完整内容可以参考：https://huggingface.co/transformers/v2.1.1/model_doc/bert.html#bertconfig

BertModel

实现了基本的Bert模型，从构造函数可以看到用到了embeddings，encoder和pooler。

下面是允许输入到模型中的参数，模型至少需要有1个输入： input_ids 或 input_embeds。

input_ids 就是一连串 token 在字典中的对应id。形状为 (batch_size, sequence_length)。
token_type_ids 可选。就是 token 对应的句子id，值为0或1（0表示对应的token属于第一句，1表示属于第二句）。形状为(batch_size, sequence_length)。

Bert 的输入需要用 [CLS] 和 [SEP] 进行标记，开头用 [CLS]，句子结尾用 [SEP]

两个句子：

tokens：[CLS] is this jack ##son ##ville ? [SEP] no it is not . [SEP]

token_type_ids：0 0 0 0 0 0 0 0 1 1 1 1 1 1

一个句子：

tokens：[CLS] the dog is hairy . [SEP]

token_type_ids：0 0 0 0 0 0 0

attention_mask 可选。各元素的值为 0 或 1 ，避免在 padding 的 token 上计算 attention（1不进行masked，0则masked）。形状为(batch_size, sequence_length)。
position_ids 可选。表示 token 在句子中的位置id。形状为(batch_size, sequence_length)。形状为(batch_size, sequence_length)。
head_mask 可选。各元素的值为 0 或 1 ，1 表示 head 有效，0无效。
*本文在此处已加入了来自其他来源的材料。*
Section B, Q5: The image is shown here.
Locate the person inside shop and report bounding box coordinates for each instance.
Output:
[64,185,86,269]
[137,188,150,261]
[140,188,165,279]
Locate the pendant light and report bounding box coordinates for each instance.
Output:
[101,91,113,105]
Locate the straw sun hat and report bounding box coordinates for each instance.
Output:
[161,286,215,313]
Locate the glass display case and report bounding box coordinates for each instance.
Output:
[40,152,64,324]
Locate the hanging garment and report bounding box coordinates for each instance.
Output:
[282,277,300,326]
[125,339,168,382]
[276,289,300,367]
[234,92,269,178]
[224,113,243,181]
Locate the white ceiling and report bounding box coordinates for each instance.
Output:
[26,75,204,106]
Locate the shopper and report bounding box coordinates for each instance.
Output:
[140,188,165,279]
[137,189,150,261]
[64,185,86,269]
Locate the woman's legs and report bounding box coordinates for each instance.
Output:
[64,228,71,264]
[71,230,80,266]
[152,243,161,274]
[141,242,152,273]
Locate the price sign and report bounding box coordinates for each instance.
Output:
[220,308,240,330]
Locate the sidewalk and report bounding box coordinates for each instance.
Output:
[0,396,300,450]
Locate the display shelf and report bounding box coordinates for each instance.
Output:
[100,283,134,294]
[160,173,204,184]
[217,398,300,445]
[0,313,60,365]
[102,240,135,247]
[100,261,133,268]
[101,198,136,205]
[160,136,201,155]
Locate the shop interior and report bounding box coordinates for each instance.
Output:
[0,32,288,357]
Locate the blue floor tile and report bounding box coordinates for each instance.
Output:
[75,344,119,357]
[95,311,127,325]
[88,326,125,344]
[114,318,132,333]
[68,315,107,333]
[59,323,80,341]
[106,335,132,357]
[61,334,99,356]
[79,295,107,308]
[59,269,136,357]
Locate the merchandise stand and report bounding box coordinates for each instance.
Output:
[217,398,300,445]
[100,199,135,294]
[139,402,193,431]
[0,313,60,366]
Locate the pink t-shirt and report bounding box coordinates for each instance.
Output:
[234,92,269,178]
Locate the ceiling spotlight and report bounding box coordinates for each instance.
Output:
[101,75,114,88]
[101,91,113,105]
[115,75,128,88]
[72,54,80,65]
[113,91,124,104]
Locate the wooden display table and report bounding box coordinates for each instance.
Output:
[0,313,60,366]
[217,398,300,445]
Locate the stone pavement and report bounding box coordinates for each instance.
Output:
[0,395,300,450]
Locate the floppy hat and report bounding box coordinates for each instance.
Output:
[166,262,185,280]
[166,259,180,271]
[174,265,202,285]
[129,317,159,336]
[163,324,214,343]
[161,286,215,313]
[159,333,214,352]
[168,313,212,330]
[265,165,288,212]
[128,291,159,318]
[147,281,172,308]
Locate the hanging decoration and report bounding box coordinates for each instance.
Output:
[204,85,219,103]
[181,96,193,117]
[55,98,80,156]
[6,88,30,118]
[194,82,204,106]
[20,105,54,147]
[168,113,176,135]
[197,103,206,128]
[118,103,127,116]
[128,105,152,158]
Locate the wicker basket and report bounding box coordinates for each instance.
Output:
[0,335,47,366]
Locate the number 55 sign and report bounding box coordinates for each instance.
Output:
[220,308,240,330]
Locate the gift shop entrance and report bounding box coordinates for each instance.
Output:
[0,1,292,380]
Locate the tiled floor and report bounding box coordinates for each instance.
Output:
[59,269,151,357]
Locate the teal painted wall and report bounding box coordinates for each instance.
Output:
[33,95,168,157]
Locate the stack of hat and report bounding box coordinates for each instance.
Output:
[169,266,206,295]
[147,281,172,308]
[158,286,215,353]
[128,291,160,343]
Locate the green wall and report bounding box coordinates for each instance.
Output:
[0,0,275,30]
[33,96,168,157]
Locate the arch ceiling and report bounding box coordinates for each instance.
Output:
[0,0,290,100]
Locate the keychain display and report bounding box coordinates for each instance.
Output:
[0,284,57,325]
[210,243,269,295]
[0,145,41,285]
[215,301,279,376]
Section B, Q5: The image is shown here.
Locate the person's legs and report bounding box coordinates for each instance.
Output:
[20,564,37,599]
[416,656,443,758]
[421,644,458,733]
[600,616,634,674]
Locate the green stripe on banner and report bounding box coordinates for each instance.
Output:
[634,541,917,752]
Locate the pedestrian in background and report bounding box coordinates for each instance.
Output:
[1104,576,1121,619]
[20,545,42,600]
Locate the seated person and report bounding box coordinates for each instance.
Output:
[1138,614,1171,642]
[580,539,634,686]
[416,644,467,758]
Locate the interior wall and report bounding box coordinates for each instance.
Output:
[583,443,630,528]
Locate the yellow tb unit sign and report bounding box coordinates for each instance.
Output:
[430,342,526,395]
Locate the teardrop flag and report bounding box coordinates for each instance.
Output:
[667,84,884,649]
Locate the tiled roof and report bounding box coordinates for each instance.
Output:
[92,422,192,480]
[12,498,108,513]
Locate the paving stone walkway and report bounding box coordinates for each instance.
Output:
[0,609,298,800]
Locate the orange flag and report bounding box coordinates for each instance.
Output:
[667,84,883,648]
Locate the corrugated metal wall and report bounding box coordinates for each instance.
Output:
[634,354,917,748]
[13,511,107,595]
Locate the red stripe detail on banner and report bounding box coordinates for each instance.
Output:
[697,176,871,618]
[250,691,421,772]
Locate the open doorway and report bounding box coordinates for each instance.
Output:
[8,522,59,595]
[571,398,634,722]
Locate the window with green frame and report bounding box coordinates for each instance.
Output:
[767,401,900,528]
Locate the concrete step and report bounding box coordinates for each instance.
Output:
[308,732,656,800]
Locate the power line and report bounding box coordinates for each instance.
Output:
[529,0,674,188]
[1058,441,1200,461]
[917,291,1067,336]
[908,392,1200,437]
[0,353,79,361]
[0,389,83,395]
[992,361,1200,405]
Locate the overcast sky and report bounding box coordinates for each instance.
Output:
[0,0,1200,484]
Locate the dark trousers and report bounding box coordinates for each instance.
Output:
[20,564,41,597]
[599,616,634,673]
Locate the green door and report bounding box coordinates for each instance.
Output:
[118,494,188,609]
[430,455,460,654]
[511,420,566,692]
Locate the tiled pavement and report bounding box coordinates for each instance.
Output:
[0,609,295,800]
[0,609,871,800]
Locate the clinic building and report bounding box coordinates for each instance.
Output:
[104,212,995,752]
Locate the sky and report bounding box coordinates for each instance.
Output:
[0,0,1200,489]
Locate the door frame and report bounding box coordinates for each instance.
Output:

形状为(num_heads,)或(num_layers, num_heads)。
input_embeds 可选。替代 input_ids，我们可以直接输入 Embedding 后的 Tensor。形状为(batch_size, sequence_length, embedding_dim)。
encoder_hidden_states 可选。encoder 最后一层输出的隐藏状态序列，模型配置为 decoder 时使用。形状为(batch_size, sequence_length, hidden_size)。
encoder_attention_mask 可选。避免在 padding 的 token 上计算 attention，模型配置为 decoder 时使用。形状为(batch_size, sequence_length)。

encoder_hidden_states 和 encoder_attention_mask 可以结合论文中的Figure 1理解，左边为 encoder，右边为 decoder。

论文《Attention Is All You Need》：https://arxiv.org/pdf/1706.03762.pdf

如果要作为 decoder ，模型需要通过 BertConfig 设置 is_decoder 为 True

def __init__(self, config):
    super(BertModel, self).__init__(config)
    self.config = config

    self.embeddings = BertEmbeddings(config)
    self.encoder = BertEncoder(config)
    self.pooler = BertPooler(config)

    self.init_weights()
def forward(self, input_ids=None, attention_mask=None, token_type_ids=None, position_ids=None,
            head_mask=None, inputs_embeds=None, encoder_hidden_states=None, encoder_attention_mask=None):
    ...

BertPooler

在Bert中，pool的作用是，输出的时候，用一个全连接层将整个句子的信息用第一个token来表示，源码如下

每个 token 上的输出大小都是 hidden_size (在BERT Base中是768)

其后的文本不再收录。